[PATCH] cgroup/dmem: accept only one region per limit write

Eric Chanudet posted 1 patch 2 days, 6 hours ago
kernel/cgroup/dmem.c | 70 +++++++++++++++++++---------------------------------
1 file changed, 26 insertions(+), 44 deletions(-)
[PATCH] cgroup/dmem: accept only one region per limit write
Posted by Eric Chanudet 2 days, 6 hours ago
Accept only one "region value" pair entry for the dmem.max, dmem.min,
dmem.low files.

This changes the UAPI that otherwise accepted multiple lines for setting
multiple entries in one write. No existing user is known to rely on
writing multiple regions in a single write.
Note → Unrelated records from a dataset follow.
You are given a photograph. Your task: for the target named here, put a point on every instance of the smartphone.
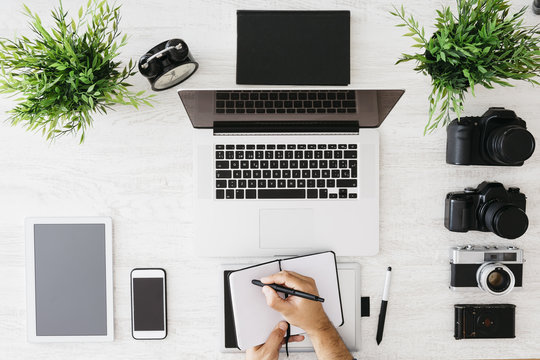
(148, 304)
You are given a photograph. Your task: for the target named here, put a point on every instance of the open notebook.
(254, 320)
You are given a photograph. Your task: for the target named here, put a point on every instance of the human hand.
(306, 314)
(270, 349)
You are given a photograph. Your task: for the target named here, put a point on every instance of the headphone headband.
(159, 54)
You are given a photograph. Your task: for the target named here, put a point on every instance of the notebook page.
(322, 268)
(254, 320)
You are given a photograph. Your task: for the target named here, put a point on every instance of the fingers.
(294, 338)
(274, 300)
(289, 279)
(276, 336)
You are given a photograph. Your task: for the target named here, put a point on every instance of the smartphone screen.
(148, 303)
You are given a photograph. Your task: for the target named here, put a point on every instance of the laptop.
(286, 171)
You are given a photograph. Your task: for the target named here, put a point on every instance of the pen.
(288, 291)
(384, 303)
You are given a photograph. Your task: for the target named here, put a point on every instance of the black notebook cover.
(293, 47)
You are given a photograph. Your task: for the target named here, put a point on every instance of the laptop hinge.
(285, 127)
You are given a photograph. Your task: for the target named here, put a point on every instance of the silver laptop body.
(286, 171)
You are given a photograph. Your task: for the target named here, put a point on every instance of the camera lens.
(506, 220)
(495, 278)
(510, 145)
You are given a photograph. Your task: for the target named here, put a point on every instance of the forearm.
(328, 344)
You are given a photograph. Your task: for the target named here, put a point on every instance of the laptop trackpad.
(285, 228)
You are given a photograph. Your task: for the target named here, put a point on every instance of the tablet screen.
(70, 279)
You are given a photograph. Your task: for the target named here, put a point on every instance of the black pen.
(288, 291)
(384, 303)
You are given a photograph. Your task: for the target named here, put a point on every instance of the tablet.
(69, 279)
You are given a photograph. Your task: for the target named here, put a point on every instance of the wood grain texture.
(136, 166)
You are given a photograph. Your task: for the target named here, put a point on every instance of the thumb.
(274, 300)
(276, 336)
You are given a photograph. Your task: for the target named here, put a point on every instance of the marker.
(384, 303)
(288, 291)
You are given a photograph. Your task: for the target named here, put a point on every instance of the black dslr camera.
(498, 137)
(484, 321)
(489, 207)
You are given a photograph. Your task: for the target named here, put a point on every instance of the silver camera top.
(472, 254)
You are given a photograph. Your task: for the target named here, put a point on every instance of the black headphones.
(167, 64)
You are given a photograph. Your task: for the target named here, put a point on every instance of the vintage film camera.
(489, 207)
(498, 137)
(495, 270)
(486, 321)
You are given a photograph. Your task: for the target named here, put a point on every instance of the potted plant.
(68, 72)
(479, 44)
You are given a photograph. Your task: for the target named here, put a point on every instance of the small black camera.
(489, 207)
(489, 321)
(498, 137)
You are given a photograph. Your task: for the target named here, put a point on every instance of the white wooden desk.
(136, 166)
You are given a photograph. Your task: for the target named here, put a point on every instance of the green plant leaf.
(481, 43)
(67, 72)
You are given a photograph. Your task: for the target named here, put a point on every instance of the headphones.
(167, 64)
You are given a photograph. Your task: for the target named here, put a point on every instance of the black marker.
(384, 303)
(288, 291)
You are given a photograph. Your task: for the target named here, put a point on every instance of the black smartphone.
(148, 304)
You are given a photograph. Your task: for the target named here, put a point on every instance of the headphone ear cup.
(149, 69)
(179, 50)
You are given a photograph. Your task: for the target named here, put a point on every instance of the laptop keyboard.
(285, 102)
(286, 171)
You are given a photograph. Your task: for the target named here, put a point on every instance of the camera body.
(489, 207)
(498, 137)
(486, 321)
(495, 270)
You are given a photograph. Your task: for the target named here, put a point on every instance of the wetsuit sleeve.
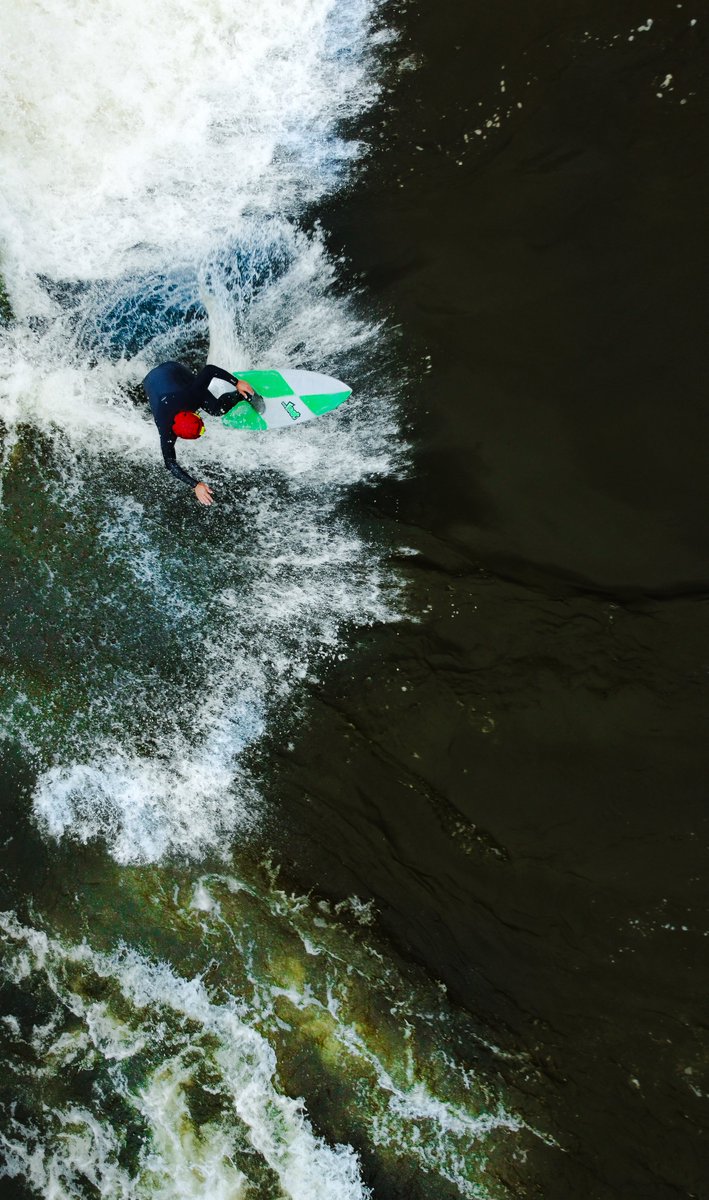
(169, 457)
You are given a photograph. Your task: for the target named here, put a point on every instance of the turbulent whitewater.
(161, 167)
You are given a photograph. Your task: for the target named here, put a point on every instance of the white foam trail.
(137, 133)
(176, 1162)
(156, 163)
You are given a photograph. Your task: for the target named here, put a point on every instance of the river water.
(355, 828)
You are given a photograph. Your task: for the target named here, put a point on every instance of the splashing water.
(155, 168)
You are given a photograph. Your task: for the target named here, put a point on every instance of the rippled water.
(354, 828)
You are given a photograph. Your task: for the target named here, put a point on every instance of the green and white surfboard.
(289, 396)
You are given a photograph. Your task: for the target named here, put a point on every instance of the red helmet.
(187, 425)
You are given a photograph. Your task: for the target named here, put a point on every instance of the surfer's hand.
(203, 493)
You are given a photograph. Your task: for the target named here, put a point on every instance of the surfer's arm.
(170, 460)
(210, 372)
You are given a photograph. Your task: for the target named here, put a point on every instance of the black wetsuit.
(172, 389)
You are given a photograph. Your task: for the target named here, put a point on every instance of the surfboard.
(290, 397)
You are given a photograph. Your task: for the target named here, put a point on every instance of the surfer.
(174, 395)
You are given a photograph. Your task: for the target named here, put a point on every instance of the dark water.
(516, 773)
(521, 779)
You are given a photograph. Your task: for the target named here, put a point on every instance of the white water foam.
(154, 169)
(176, 1161)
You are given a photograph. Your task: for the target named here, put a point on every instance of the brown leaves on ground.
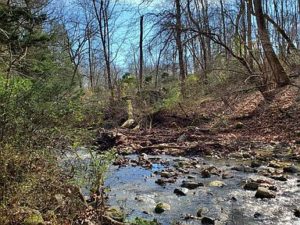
(188, 133)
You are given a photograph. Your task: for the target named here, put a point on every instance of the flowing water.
(133, 188)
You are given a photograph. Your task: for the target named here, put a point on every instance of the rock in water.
(201, 211)
(290, 169)
(181, 191)
(191, 184)
(161, 207)
(264, 193)
(251, 186)
(116, 214)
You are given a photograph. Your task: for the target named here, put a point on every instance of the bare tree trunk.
(224, 26)
(279, 74)
(141, 53)
(249, 33)
(102, 19)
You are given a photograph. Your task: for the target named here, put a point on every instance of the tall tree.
(279, 74)
(179, 45)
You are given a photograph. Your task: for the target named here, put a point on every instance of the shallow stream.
(134, 189)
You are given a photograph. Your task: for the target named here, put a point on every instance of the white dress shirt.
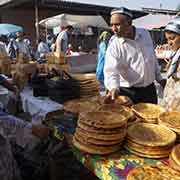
(131, 62)
(62, 36)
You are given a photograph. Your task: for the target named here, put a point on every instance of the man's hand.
(40, 131)
(111, 96)
(163, 83)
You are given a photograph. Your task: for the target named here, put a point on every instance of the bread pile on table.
(23, 69)
(147, 112)
(153, 172)
(171, 120)
(100, 132)
(149, 140)
(89, 85)
(76, 106)
(174, 158)
(57, 61)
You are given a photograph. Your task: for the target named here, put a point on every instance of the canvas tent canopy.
(74, 20)
(153, 21)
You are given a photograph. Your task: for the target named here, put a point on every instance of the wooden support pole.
(37, 21)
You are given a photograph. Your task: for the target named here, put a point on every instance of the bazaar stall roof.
(67, 6)
(79, 21)
(153, 21)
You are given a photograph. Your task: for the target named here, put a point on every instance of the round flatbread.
(85, 76)
(122, 110)
(105, 137)
(93, 129)
(80, 105)
(171, 120)
(148, 110)
(175, 154)
(151, 135)
(155, 156)
(148, 150)
(103, 119)
(93, 149)
(173, 164)
(153, 172)
(94, 141)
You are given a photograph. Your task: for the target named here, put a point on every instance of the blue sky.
(136, 4)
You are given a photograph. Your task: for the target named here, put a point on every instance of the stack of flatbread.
(77, 106)
(150, 140)
(174, 158)
(100, 132)
(89, 85)
(148, 112)
(153, 172)
(172, 121)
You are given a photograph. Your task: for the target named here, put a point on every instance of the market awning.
(153, 21)
(74, 20)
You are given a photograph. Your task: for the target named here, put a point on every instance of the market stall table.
(82, 62)
(37, 107)
(115, 166)
(109, 167)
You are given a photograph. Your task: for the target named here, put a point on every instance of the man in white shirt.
(21, 46)
(131, 65)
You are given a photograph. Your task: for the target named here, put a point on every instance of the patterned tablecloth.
(110, 167)
(115, 166)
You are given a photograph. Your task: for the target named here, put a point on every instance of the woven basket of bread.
(5, 65)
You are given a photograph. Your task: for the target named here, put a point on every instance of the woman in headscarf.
(171, 99)
(103, 43)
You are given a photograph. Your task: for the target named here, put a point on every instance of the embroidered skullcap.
(122, 10)
(174, 25)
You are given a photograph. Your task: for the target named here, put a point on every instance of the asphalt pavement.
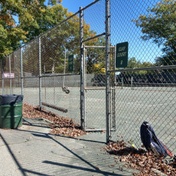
(32, 151)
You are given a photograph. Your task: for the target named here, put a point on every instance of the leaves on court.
(59, 125)
(139, 159)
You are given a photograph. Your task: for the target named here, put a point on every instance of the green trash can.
(11, 107)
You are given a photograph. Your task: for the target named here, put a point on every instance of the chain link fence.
(145, 89)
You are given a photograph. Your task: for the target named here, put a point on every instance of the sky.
(122, 27)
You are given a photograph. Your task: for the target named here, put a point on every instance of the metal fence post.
(82, 93)
(107, 27)
(21, 64)
(40, 81)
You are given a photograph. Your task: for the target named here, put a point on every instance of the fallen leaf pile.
(58, 124)
(145, 162)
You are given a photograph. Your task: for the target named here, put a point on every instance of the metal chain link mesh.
(146, 90)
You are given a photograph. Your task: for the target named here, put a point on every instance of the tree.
(159, 26)
(21, 21)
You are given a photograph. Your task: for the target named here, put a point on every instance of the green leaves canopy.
(23, 20)
(160, 25)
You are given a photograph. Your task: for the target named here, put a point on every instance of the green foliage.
(21, 21)
(159, 26)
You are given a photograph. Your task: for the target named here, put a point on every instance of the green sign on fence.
(70, 63)
(122, 55)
Processing multiple regions in dmemcg_limit_write() could quietly change
first limits before failing on a later one and returning an error to the
writer, with no indication some changes occurred.

Signed-off-by: Eric Chanudet <echanude@redhat.com>
---
Follow up from discussions on a previous thread[1].
If Albert's series[2] lands, I can cleanup and prepare some kunits for
these as well.
[1] https://lore.kernel.org/all/158bc103-7f99-4df4-8d3b-2da9b04ac0ed@lankhorst.se/
[2] https://lore.kernel.org/all/20260519-kunit_cgroups-v4-1-f6c2f498fae4@redhat.com/
---
 kernel/cgroup/dmem.c | 70 +++++++++++++++++++---------------------------------
 1 file changed, 26 insertions(+), 44 deletions(-)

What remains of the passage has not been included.